Every time I hear someone say, “Your life is easy, don’t complain,” I get incredibly annoyed. Saying that you can’t complain because your life is easier than someone else’s is like saying that I can’t be proud of my achievements because there’s probably someone who has done better things.

No matter your sexuality or anything else, we all have to deal with hate in our lives. As a Bisexual man who suffers from various other things, I know this fairly well. I’m incredibly fortunate to have grown up around all these loving and accepting people who don’t mind me being myself, but that doesn’t detract from the fact that the hatred of others in the world, local or international is still hurtful.

There are many on this earth who use their religion as a justification for their own hateful views, quoting the Bible: “Man shall not lay with a man as he would a woman, it is an abomination and both men shall be put to death” or something of that ilk is said in Leviticus, which as anyone who has had a run in with a Christian bigot will know, is quoted all too often, I could list all the things that the bible explicitly forbids but given that I’ve already broken a few of them (none of the bad ones) I don’t think I need to.*

I am myself a Christian, so hearing these views from others in my church family is especially painful. The way I have been brought up is to let people have their views so long as they do not do the following: force them upon others; attack others for not agreeing; condone things that have resulted in pain, no matter the recipient; or purposefully and knowingly belittle anyone for any reason.

This may sound like I was raised by hippies in a field, but living like this is, in my opinion, incredibly rewarding. The idea that you don’t despise someone who has a difference of opinion to you but instead embrace them is sometimes seen as insane, but I see it as the only way to let people know that there is more to someone than their sexuality, gender, race, religion, etcetera.

Letting someone know that their views are thought of as disagreeable and having a civil discussion on the matter will fix much more than violence, anger, and general arseholery ever could. If you fight anger with anger you only further your opponent’s reasons to disagree with you. It may be that when you have a conversation with someone about your opinions that you are both equally as set in your ways, but if you accept that and move on as people, then life for both of you will be much easier.

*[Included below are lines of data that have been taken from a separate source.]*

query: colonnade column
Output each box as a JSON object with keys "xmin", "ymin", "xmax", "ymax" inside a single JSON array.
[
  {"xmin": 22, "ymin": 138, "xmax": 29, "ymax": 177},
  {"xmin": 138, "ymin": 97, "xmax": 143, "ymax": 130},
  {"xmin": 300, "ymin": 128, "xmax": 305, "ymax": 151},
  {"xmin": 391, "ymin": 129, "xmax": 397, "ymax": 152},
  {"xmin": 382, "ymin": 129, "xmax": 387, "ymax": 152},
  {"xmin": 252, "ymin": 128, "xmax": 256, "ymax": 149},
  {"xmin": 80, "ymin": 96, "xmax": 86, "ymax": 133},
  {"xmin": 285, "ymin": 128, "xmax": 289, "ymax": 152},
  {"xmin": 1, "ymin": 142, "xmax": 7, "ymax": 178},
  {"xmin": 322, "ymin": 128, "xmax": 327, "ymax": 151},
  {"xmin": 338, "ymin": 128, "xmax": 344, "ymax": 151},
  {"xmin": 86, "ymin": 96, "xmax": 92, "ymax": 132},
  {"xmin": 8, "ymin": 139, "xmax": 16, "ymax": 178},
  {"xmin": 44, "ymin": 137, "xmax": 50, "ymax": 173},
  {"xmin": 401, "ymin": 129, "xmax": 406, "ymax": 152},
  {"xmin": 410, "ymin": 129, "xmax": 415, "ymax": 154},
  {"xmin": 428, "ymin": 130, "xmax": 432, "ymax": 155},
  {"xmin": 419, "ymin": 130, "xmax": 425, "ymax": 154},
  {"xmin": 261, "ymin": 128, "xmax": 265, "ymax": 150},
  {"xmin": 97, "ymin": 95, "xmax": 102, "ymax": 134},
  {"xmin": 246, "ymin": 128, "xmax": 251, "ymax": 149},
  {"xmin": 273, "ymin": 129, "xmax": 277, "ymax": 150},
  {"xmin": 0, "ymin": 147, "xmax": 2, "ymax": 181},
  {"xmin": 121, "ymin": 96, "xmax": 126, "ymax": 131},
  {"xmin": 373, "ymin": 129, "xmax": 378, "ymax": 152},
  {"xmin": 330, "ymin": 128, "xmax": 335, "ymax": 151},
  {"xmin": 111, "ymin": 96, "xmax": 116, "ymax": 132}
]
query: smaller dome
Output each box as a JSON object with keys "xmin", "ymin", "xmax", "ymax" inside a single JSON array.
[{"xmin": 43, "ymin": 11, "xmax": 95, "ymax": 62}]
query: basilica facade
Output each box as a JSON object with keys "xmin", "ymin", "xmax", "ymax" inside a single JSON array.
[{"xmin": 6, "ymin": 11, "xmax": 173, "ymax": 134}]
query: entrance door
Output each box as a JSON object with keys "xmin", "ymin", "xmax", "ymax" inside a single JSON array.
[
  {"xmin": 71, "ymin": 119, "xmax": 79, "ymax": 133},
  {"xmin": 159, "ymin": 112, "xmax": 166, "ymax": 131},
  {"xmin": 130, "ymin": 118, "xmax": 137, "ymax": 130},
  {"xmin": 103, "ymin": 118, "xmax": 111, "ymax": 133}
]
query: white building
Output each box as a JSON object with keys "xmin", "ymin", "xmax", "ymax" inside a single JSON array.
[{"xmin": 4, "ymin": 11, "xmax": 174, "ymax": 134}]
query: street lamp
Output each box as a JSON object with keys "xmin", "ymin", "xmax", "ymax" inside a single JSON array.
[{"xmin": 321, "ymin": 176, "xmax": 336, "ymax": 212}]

It is entirely possible to completely disagree with someone but still be friendly to them and talk nicely about them. I refuse to believe that any man or woman is entirely evil, and has never done any good. I am not a fan of Donald Trump, but he has in the past purchased property for the sheer fact that it was run by racists and secluded people based on their looks, and then proceeded open it up to everyone. That isn’t something a man who is entirely evil would do. Even if he did it to improve his public image the fact that he did it none the less, which must have caused inconvenience to some degree, shows that he has at least some good in him. My way of confronting people is to look for the good in them and embrace it no matter the person or their action.

*I will say that if you would like to know what is forbidden in the bible, my recommendation is to read it.